Effective 13 Jumah II 1425 (July 30, 2004)

 

 

The English version of this document is for guidance only.
The Arabic version is the governing text.
 


Chapter One:

Definitions

Article 1: Definitions
Wherever they appear in this Law, each of the following words or terms will carry the meaning beside it unless the context indicates otherwise.

  • The Minister: The Minister of Finance
  • The Department: Department of Zakat and Income Tax
  • Tax: Income tax imposed in accordance with this Law
  • Person: Any natural or corporate person
  • Taxpayer: Any person subject to tax in accordance with this Law
  • Activity: A commercial activity in all its forms, or any vocational, professional or other similar activity for profit. This includes the use of movable and immovable property
  • Royalties: Payments received for the use or the right to use intellectual rights, including, but not limited to, copyright, patents, designs, industrial secrets, trademarks and trade names, know-how, trade and business secrets, goodwill, and payments received against the use of information related to industrial, commercial or scientific expertise, or against granting the right to exploit natural and mineral resources
  • The Kingdom: Lands and waters of the Kingdom of Saudi Arabia, its air space and its rights in the zone divided between it and the State of Kuwait. This includes marine or semi-marine areas that are under the sovereignty, sovereignty rights or jurisdiction of the Kingdom in accordance with International Law
  • Capital company: A joint stock company, a limited liability company, or a company limited by shares. For the purposes of this Law, investment funds shall be considered capital companies
  • Partnership: A general partnership, a silent partnership, or a limited partnership
  • Resident: A natural person, a company that satisfies the residency conditions of Article Three of this Law, any governmental department or ministry, or public entity, or any other corporate person or entity formed in the Kingdom
  • Non-resident: Any person who does not satisfy the requirements of the status of a resident
  • Saudi citizen: A person holding Saudi nationality or who is treated as such
  • Commercial books: Set of commercial books kept by the taxpayer in which all commercial transactions are recorded, as described in Royal Decree No.
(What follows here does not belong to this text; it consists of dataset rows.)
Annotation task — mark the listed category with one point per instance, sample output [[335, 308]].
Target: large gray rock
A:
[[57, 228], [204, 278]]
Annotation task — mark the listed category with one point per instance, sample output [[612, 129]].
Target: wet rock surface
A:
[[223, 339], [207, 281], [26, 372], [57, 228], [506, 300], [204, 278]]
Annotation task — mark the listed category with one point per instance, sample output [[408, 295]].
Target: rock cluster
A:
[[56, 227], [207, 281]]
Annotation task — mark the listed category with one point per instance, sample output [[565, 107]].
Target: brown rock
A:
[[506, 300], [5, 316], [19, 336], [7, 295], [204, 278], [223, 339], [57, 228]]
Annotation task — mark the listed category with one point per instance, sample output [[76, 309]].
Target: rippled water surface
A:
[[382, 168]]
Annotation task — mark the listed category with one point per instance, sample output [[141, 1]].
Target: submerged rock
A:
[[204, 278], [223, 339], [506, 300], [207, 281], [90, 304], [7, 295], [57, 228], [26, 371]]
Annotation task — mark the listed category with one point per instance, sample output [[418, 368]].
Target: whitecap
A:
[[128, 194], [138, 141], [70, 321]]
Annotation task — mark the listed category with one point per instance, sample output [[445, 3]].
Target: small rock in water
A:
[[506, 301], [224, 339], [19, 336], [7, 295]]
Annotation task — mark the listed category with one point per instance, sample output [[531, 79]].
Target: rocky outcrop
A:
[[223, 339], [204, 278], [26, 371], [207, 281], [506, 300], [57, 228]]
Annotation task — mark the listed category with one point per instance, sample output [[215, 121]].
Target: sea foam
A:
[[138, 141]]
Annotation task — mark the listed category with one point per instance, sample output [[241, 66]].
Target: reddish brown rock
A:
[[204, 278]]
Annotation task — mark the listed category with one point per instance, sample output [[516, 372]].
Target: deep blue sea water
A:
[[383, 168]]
M/61 dated 17/12/1409 [20 July 1989] and its implementing regulations issued by Ministerial Decision No. 699 dated 29/7/1410 [24 Feb. 1990], as amended by Ministerial Decision No. 1110 dated 24/12/1410 [16 July 1990], or any subsequent amendments
  • Regulations: Implementing regulations of this Law

Any word or phrase with no specific definition in this Chapter shall have the same definition it has in other Laws applicable in the Kingdom provided that such definition is not inconsistent with the provisions of this Law.


Chapter Two:

Taxpayers

Article 2 : Persons subject to taxation

  1. a resident capital company with respect to shares of non-Saudi partners.
  2. a resident non-Saudi natural person who conducts business in the Kingdom.
  3. a non-resident who conducts business in the Kingdom through a permanent establishment.
  4. a non-resident with other taxable income from sources within the Kingdom.
  5. a person engaged in the field of natural gas investment.
  6. a person engaged in the field of oil and hydrocarbons production.

 

Article 3 : Concept of Residency

(a) A natural person is considered a resident in the Kingdom for a taxable year if he meets any of the following conditions:

  1. He has a permanent place of residence in the Kingdom and resides in the Kingdom for a total period of not less than thirty (30) days in the taxable year;
  2. He resides in the Kingdom for a period of not less than one hundred eighty-three (183) days in the taxable year.

For the purpose of this paragraph, residence in the Kingdom for part of a day is considered residence for the whole day, except in the case of a person in transit between two points outside the Kingdom.

(b) A company is considered resident in the Kingdom during the taxable year if it meets any of the following conditions:

  1. It is formed in accordance with the Companies Law;
  2. Its central management is located in the Kingdom.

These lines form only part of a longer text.